You can replicate that all across the country in the big population centres. Shopkeepers, cafe owners, taxi drivers, publicans and tradespeople of all kinds need to see evidence of sustainable commerce in their local areas.

People without work need jobs so they can spend; people with work and savings need the confidence to feel they can live a little and spend a little more.

Dublin property prices rising almost 14pc in 2013 might be a good thing. The national average property price increase comes out at 5.6pc. But the overall national average to the end of November 2013 is a decrease of 0.6pc, once you take out greater Dublin.

Recovery has to start somewhere. And if the capital, which accounts for a third of our population, is not kicking off then economic recovery is unlikely to happen at all.

But we do not need 'an Ireland of Dublin versus the rest'. People living in and around Dublin need proof of a continued economic pick-up. People beyond 'The Pale' are in more urgent need of proof about a recovery that they have yet to see.

'Proof' of economic recovery will make more urgent calls on our politicians in 2014. Next May, the main parties face a huge political test in local council and European Parliament elections.

Those who study politics in the universities call these 'secondary elections'.

But these elections -- about 20 weeks away -- will set the framework for the next general election in spring 2016.

Fine Gael has never won two general elections back-to-back and it badly needs to minimise expected losses in the council elections especially and keep the four Euro seats it currently holds. More than any other party, as government leader, it needs to deliver 'proof' of economic recovery in early 2014.

THE exact same can be said of Labour, which struggled through 2013 but ended on a high note.

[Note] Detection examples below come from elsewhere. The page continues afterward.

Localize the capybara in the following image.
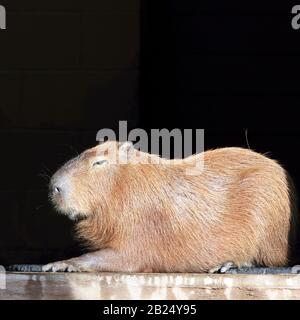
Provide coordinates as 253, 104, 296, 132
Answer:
43, 141, 298, 272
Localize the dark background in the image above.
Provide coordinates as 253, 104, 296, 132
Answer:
0, 0, 300, 265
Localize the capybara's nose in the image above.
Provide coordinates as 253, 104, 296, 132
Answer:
49, 181, 63, 196
52, 186, 61, 194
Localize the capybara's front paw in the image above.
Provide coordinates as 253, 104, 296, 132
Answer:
42, 261, 82, 272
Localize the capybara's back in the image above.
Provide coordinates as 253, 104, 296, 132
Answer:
44, 142, 298, 272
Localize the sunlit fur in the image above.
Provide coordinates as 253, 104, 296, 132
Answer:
49, 142, 298, 272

It will get a kicking in May but the question is how much it can minimise it -- and the answer is cadging association with delivering proof of recovery.

On the other side, Fianna Fail needs to show a different kind of proof.

It needs to show it is on the road back by winning an abundance of council seats, especially in Dublin, where it is currently an endangered political species.

Sinn Fein's need of political proof is equally urgent, as it needs to show it is spreading into every constituency in the country.

It got 10pc of the vote and 14 Dail seats in February 2011. Some surveys in 2013 have put it on double that.

It needs council seats as proof that the long-promised break-through is really about to happen.

Finally, any reader who soldiered thus far is entitled to questions for our four answers at the start.

These are: what is twice the half of one-and-three-quarters? What colour is the crock of a car I drive? Is there life on Mars? Is there sense to be made of any of the above answers?

Happy New Year! But watch out for those political proofs in 2014.